Chicagoland

An Rx to help couples make marriages healthier

By Michelle Martin | Staff writer
Sunday, January 1, 2012

Healthy marriages are good for adults and children, creating an atmosphere of love, support and stability in which all members of a family can grow and thrive.

But marriage can also be hard, because it takes effort and skills that aren’t often modeled in popular culture: commitment, communication, problem solving. Those are things that a lot of people don’t consider when they get married, all starry-eyed and hopeful.

Several years ago, when the archdiocese’s Family Ministries Office was looking for ways to support marriage by teaching those skills, it found Family Bridges, a Wheaton-based nonprofit that works with underserved communities to enhance marriage skills, said Elsie Radtke, associate director of Family Ministries.

“We wanted to fill in the gaps,” Radtke said. “We knew that not everybody would be coming to the 50th anniversary Mass because not everybody was making it to the finish line.”

Practical advice

Family Bridges got a federal grant to work with people who otherwise might not have access to the kind of resources it brings: ongoing classes aimed at teaching the skills people need to choose a good marriage partner and then to make a marriage work, and parenting help, especially for single parents.

“We’re trying to increase awareness of healthy marriage and access to healthy marriage education to people who would not otherwise have it,” said Alica La Hoz, Family Bridges’s executive director. “Having the know-how of how to be successful, what is it you should know about your partner, just real practical day-to-day stuff.”

A partnership was born, and it brought Family Bridges to dozens of parishes in the Archdiocese of Chicago, including several of the archdiocese’s larger Hispanic parishes.
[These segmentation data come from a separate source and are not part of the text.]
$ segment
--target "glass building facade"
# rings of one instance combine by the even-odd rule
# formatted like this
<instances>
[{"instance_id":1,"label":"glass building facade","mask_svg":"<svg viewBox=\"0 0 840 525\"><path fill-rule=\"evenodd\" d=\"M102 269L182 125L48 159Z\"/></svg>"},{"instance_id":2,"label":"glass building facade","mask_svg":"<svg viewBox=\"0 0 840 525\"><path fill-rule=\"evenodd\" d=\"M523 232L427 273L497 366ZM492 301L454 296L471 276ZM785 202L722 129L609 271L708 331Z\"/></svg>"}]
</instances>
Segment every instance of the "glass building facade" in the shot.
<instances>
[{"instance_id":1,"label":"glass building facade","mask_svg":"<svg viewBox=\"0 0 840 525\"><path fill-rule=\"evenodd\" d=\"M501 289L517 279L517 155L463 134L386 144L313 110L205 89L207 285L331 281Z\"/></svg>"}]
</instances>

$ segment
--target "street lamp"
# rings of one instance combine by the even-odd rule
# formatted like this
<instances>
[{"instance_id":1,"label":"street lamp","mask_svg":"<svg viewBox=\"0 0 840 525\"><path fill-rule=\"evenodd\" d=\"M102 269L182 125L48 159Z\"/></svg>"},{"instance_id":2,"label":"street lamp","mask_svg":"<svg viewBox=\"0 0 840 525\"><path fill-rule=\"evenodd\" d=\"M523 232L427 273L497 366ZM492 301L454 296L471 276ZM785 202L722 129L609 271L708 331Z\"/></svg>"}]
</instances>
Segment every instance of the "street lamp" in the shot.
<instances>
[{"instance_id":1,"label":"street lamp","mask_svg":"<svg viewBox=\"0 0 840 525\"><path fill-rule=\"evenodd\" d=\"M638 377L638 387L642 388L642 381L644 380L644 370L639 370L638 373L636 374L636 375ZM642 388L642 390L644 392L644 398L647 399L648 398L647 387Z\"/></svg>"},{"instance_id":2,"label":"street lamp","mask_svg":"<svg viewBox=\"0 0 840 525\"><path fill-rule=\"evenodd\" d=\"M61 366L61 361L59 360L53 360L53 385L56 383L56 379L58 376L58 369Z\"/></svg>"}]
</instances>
In fact, about 85 percent of the couples who have attended Family Bridges programs for married couples are Latino.

Programs also are offered for single parents, and for teens as they start thinking about dating and marriage. Overall, they have served more than 40,000 families.

Among the archdiocesan parishes that participated was Our Lady of Guadalupe, a predominantly Mexican parish on the Southeast Side of Chicago.

Claretian Father Carl Quebedeaux said the program was well received when it came to his parish about four years ago, with sizable turnouts each week.

“I think the fact that people kept coming speaks to the value of it,” he said.

While it’s difficult for him to know how much of an effect it had on any particular couple’s marriage, the general reaction was positive enough that he’d like to have Family Bridges come back and do it again.

Working together

La Hoz said the group’s programs generally are welcomed in parishes and in other organizations that partner with the group.

Part of that is because of the procedure Family Bridges follows, working with established community institutions such as parishes. When it is offering classes at a parish, La Hoz said, Family Bridges asks the parish to designate a specific host or hostess, whether it is the pastor or a lay leader, to make sure the classes are announced not only in the parish bulletin but also in neighborhood schools, at the local police station, anywhere people from the neighborhood who are interested might see it.

Because the classes are funded with the help of federal money, they are not religious in nature. They do still fit with the Catholic understanding of marriage, Radtke said.

“You can pray all you want but if you can’t talk to one another it doesn’t mean a lot,” she said.

Classes meet for a total of 10 to 12 hours, over the course of three to six weeks, depending on what the parish thinks will work best. At the end of the workshops, Family Bridges staff try to identify someone in the parish who will take the lead on promoting healthy marriages and continue holding meetings, and those volunteers receive additional training.